Students will be given a self-assessment with prompts to fill out about their work and progress in the workshops. They will also be asked to write a survey over their thoughts about their activities and what can be improved

Accommodations, Enrichments & Extensions

Students who may have difficulty with this lesson:
Accommodations can be made for students who have trouble holding or grasping materials by creating a sponge for them to put their brush or pencil inside of. Students who are hard of hearing may sit nearer to the instructors as well as sight impaired students. Presentations will have large font for people at the back to see clearly.
Advanced Learners: These students can discuss with the teacher about their ideas on how to hang the show or do research on group art shows on their phone.
Students who finish early: These students can make extra buttons or double check they have completed the work for the show.

References:

Duchamp, M. (1935-1941). Retrieved from https://www.moma.org/interactives/exhibitions/1999/muse/artist_pages/duchamp_boite.html.

*Survey and Artist Statement are on the following pages.

Final Workshop Survey

Before you all leave us to pursue bigger and better things, we wanted to ask you a few questions about the time you spent here with us over the past few weeks. These are anonymous and you only need to answer what you want to answer, so feel free to tell us what you’re thinking! Feel free to draw the answers if you want as well!

  • What would you say was the most enjoyable part about coming to workshops?
  • Out of all the workshop activities which one had the biggest impact on your art?
  • If you could go back in time and change one thing about the activities you did, what would it be?
  • Did any of these activities offer challenges in art you haven’t faced before? Which ones if any?
  • What are some comments you want to give Max and Tessa?

________________________________________________________________________

Artist Statement by _______________________________________________

I like these artworks because _____________________________________________________________________________

I envisioned something new when I decided to add ________________________________________________________________

to my artwork.

I took advantage of an accident when I ____________________________________________________________________________

Describe why you chose to do the art you make. Who or what inspired you? What meanings do you see in your work?

When practicing your art gets difficult, what keeps you going?

 

Example of a Student’s Response:

An Artist Statement
I like these artworks because they show improvement as an artist.
I envisioned something new when I decided to add different mediums.
I took advantage of an accident when I accidentally made my clover look like a dandelion.
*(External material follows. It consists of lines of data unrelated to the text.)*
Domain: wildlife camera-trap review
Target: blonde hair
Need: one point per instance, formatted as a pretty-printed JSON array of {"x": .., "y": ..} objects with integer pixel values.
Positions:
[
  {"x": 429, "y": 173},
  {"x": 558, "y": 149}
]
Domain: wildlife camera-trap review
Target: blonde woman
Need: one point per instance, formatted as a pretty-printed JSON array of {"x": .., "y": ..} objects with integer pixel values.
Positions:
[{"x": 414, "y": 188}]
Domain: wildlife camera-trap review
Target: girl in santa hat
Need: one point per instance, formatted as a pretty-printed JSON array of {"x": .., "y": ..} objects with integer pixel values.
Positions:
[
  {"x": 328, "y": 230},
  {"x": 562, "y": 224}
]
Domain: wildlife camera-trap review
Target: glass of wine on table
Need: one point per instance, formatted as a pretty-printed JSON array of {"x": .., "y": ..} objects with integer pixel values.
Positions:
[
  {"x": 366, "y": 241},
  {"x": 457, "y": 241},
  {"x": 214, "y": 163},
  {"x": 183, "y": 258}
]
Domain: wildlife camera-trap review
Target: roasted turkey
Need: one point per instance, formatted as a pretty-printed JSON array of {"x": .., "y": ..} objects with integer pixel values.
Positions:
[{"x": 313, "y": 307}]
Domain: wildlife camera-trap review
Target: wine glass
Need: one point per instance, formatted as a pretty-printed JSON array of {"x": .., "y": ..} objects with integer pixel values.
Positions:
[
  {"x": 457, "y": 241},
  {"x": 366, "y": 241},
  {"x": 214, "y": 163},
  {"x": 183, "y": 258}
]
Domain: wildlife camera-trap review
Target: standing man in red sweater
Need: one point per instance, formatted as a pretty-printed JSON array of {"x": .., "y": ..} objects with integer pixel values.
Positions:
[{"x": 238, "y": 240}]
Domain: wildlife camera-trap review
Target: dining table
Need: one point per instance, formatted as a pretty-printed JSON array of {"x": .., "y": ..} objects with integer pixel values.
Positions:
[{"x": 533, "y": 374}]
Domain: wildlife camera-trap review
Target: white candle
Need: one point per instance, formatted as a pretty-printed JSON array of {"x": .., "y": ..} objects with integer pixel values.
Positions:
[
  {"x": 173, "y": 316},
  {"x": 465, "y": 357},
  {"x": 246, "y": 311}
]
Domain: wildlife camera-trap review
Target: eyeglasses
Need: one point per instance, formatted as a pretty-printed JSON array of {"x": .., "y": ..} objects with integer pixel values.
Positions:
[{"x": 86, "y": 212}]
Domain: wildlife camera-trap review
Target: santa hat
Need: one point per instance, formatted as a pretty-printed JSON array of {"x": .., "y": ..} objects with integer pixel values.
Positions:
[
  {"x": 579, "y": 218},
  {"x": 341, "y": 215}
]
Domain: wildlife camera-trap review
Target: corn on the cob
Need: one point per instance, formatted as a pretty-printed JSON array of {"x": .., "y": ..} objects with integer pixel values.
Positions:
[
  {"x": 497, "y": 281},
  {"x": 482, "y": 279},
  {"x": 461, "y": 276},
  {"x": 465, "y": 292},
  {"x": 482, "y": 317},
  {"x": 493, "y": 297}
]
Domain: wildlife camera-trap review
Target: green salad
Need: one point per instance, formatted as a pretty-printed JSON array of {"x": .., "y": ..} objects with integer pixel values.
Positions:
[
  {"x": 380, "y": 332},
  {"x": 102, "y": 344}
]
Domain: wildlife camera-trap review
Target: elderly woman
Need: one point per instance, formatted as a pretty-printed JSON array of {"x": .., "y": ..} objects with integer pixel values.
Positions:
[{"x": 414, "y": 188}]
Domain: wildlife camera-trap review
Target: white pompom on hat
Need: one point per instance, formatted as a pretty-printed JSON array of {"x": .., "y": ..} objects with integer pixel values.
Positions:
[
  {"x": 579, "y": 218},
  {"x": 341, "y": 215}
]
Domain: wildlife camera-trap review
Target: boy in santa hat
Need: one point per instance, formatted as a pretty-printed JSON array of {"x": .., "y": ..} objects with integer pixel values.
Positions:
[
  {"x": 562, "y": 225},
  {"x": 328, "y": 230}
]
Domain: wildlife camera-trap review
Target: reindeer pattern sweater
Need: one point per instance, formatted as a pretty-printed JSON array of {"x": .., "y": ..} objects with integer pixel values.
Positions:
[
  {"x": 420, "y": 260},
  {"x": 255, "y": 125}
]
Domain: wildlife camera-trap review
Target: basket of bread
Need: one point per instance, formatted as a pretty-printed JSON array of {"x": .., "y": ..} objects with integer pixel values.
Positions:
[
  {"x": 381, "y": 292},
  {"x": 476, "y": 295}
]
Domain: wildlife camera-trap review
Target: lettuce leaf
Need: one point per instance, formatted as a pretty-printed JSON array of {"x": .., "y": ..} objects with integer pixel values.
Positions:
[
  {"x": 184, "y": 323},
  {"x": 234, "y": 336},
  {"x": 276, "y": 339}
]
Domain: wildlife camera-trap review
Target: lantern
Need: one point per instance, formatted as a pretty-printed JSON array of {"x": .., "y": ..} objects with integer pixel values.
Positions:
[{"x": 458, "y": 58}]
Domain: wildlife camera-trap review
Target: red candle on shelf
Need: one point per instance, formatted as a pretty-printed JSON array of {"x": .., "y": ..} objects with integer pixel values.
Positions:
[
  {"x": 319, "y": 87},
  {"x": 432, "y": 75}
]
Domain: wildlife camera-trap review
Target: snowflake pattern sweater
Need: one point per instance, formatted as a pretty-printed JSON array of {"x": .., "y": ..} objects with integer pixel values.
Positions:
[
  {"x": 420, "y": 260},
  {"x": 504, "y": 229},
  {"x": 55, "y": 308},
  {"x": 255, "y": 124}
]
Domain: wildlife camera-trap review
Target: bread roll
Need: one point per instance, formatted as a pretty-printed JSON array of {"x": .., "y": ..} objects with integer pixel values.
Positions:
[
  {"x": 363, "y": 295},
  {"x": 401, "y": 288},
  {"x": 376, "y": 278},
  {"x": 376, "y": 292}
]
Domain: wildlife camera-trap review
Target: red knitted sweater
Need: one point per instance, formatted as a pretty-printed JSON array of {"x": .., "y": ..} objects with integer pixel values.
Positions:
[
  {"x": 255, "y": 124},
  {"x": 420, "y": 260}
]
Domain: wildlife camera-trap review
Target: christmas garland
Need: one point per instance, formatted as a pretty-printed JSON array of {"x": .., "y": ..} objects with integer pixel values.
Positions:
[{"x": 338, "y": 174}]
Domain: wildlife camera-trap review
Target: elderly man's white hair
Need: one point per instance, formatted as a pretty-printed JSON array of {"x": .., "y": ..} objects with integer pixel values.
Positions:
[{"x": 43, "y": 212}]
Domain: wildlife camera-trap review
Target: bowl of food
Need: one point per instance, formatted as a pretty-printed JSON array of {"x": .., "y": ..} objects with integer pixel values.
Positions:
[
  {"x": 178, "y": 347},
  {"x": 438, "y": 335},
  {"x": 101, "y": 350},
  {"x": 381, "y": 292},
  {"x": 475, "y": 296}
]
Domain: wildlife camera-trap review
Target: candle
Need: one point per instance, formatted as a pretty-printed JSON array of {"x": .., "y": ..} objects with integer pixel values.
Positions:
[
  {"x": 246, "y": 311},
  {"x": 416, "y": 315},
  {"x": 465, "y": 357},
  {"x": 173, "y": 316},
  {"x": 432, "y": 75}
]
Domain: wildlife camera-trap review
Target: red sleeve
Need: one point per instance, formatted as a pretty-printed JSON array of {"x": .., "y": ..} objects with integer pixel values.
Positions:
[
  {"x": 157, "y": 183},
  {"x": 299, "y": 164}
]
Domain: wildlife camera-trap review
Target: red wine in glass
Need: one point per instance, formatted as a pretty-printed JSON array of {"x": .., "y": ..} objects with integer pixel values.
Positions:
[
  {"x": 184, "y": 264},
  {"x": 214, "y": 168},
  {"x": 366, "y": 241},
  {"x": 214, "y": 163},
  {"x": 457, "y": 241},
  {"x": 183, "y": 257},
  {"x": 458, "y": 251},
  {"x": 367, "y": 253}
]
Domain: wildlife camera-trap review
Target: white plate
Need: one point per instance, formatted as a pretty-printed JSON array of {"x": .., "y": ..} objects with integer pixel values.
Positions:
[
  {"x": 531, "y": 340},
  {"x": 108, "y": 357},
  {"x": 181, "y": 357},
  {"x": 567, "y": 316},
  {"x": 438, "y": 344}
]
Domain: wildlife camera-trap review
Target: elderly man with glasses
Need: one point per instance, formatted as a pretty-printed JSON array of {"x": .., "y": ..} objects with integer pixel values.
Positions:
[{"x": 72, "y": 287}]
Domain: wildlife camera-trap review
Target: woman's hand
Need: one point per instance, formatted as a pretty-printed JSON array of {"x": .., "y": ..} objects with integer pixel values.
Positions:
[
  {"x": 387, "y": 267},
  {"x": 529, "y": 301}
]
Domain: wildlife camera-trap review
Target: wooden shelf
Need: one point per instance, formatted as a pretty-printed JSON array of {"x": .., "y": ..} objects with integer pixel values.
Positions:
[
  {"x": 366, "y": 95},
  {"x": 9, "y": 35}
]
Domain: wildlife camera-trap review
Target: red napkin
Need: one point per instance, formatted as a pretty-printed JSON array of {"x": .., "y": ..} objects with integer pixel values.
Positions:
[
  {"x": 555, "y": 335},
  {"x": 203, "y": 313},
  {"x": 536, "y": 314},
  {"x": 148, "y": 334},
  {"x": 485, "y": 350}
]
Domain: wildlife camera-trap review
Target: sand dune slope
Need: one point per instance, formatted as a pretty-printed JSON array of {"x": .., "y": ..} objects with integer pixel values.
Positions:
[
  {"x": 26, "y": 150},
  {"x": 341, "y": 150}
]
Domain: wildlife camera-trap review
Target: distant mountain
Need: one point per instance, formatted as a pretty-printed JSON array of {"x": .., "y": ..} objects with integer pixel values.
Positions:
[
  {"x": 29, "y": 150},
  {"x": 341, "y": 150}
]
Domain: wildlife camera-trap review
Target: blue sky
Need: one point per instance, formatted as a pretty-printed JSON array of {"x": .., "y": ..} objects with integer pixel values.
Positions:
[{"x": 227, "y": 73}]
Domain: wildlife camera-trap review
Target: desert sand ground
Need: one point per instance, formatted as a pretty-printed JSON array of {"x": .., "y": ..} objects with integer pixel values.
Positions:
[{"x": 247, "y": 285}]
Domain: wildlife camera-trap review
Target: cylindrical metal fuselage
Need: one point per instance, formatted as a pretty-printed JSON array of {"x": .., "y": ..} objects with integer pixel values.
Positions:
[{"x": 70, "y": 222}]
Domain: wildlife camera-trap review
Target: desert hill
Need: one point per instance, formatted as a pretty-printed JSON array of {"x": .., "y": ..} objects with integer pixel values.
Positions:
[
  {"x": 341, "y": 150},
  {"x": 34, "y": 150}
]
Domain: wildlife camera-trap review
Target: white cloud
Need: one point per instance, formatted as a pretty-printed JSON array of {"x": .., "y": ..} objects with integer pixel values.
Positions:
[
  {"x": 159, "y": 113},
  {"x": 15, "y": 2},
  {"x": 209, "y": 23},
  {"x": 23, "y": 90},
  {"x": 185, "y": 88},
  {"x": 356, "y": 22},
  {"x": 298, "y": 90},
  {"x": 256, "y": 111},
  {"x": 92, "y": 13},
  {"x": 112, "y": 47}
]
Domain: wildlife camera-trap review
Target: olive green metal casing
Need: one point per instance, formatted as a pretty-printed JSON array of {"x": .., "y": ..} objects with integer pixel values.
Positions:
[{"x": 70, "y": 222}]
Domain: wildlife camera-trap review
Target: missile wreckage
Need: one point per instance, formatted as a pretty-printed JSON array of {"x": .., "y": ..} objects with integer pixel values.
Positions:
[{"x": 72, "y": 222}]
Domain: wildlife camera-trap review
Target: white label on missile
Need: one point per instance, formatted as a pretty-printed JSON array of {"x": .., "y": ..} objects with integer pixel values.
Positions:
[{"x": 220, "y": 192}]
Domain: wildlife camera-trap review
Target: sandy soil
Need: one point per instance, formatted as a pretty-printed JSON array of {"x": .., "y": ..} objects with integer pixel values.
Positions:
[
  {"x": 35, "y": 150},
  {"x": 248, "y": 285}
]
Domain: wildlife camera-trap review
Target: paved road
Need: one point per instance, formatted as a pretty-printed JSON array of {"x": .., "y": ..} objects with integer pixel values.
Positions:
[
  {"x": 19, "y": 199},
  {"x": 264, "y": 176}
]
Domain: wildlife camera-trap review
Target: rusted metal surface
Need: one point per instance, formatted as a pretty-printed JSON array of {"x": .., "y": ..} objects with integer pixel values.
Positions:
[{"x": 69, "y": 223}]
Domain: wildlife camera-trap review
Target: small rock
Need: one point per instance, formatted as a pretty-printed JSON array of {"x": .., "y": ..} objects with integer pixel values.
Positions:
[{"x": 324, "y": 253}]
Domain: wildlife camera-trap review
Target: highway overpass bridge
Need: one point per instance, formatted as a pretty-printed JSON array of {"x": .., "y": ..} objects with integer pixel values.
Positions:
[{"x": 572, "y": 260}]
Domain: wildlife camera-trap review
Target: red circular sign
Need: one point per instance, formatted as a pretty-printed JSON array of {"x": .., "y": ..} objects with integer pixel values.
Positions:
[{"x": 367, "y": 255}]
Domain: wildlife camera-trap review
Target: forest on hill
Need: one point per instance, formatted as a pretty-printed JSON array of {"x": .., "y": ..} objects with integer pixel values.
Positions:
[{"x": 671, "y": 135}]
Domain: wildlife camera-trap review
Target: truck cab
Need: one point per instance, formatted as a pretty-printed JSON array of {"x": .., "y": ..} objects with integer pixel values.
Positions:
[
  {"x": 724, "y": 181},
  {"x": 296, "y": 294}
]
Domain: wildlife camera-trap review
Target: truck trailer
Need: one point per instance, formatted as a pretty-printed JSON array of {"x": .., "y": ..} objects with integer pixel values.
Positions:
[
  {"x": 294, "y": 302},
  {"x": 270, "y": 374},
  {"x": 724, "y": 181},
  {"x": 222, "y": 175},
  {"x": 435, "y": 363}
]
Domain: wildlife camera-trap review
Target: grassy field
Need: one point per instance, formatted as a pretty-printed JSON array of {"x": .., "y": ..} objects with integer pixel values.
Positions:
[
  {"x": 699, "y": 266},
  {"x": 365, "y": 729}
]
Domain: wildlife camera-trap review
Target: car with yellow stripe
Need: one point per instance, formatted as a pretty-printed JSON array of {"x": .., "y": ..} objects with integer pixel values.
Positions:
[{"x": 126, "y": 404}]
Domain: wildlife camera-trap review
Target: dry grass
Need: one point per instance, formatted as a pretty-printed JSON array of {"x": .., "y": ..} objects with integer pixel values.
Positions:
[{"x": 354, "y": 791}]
Who or what inspires you? What meanings do you see in your work?
My dreams inspired me, so it can be hard to tell meaning from it.
When practicing your art gets difficult, what keeps you going?
Going back to paper and pencil and doodling something small.

___________________________________________________________

Survey for Team Tessa!

Please rate the workshops on a scale of 1-5 & circle answer for each one:

5 = Extremely engaging & challenging
4= Very engaging & challenging
3= Somewhat engaging & challenging
2=Not very engaging or challenging
1=I didn’t like this very much.

Workshop #3 – Puzzling Over Memory

5                           4                           3                           2                           1

Comments/Why did you choose your number?

Workshop #5 – Playing with Identity in Shadows & Painting

5                           4                           3                           2                           1

Comments/Why did you choose your number?

Workshop #7 – Subverting Screen Printed Idioms

5                           4                           3                           2                           1

Comments/Why did you choose your number?

Additional comments for Tessa: How can I improve teaching kids at your age and higher ability levels? Other suggestions? I learned a lot from working with you folks, so thank you.